We also have additional abstract that have been submitted for the AACR conference early in April. Those are more preclinical studies that have been conducted with the CUDC-427 drug candidates. And upon acceptance, those presentations would also be made. So those are the 2, at the moment, that are definitely slated for presentation.

[Operator Instructions] And our next question is from Daniel Brims with Brean Capital.

Can you give us for -- the timeline for the FDA review of the data, is that a standard 30-day review? Or how long do you expect it to take the FDA to get a decision to you?

That's correct. Our understanding is as well that this is a standard 30-day period that the FDA has for review and communication back to us. Our expectation is that, that would occur within the March time frame.

Okay. And for the Erivedge revenue, you said it was in excess of $28 million. How much of that is U.S.? And how much came from x U.S.?

Majority is still U.S. On the year, about 90% of the revenue of $79-plus million was U.S.-based. Roche hasn't carved out the x U.S. versus U.S. I will say in the Q4, we are starting to see an increasing growth x U.S.-based. So most of the pricing reimbursement discussions are ongoing and will be finalized in 2014. So expect to see that number continue to grow.

I am not showing any further questions at this time. Please proceed with any ending comment.

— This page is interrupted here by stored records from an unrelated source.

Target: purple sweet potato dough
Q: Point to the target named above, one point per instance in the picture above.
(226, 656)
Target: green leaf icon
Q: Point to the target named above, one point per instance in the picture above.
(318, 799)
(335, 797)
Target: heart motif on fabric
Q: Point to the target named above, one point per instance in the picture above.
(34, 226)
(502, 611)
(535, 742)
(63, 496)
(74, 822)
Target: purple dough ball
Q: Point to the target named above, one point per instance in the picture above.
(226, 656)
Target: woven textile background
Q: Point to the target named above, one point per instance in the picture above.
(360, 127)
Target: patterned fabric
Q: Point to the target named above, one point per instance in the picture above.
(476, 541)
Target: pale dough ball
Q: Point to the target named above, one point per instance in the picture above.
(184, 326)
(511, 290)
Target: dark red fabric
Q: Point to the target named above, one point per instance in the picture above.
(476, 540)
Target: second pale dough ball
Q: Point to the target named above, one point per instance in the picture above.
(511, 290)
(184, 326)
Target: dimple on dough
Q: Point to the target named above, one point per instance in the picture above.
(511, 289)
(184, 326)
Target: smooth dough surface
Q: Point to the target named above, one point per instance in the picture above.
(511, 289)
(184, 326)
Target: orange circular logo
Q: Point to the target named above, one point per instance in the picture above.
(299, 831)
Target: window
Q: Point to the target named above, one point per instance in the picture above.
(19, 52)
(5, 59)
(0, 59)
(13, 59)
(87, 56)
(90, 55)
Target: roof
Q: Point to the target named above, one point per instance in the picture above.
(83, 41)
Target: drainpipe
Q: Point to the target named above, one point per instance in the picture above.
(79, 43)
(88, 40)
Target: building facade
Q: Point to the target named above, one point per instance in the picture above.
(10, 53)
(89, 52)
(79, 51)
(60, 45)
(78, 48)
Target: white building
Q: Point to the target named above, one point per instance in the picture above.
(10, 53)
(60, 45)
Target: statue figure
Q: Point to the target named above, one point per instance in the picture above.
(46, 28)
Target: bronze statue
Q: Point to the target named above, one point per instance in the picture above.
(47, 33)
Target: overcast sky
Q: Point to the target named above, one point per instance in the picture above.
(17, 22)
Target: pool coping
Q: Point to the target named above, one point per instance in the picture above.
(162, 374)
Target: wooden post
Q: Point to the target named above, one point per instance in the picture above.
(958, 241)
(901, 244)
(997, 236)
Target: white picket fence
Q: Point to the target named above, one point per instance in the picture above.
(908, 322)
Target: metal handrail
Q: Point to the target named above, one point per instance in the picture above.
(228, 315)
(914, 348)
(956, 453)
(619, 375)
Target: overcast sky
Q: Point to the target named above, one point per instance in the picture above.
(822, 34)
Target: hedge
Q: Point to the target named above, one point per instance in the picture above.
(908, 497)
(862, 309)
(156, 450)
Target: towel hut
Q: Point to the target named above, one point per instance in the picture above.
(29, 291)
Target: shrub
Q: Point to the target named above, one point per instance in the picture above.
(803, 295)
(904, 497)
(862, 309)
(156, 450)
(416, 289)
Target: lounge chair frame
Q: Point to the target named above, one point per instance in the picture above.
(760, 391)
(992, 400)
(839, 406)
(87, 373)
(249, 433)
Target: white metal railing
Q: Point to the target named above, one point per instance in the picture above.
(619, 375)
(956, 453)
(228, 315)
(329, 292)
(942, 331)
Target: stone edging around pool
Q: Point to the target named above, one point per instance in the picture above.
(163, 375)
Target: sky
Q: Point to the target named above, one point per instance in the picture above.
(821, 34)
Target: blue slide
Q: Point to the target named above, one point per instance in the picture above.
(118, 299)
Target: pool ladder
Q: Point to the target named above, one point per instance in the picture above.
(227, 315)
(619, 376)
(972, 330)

Okay. Well, first, I want to thank everyone for listening in. We'd like to thank our employees, particularly with the diligent effort that's gone into building the clinical group and responding with the FDA partial hold. I want to thank our directors and investors and partners for their continued support, and we look forward to providing you all with further updates on the progress over the coming months as more data and information becomes available. Thank you again. Have a good day.

Ladies and gentlemen, thank you for participating in today's conference. This does conclude the program, and you may all disconnect. Everyone, have a great day.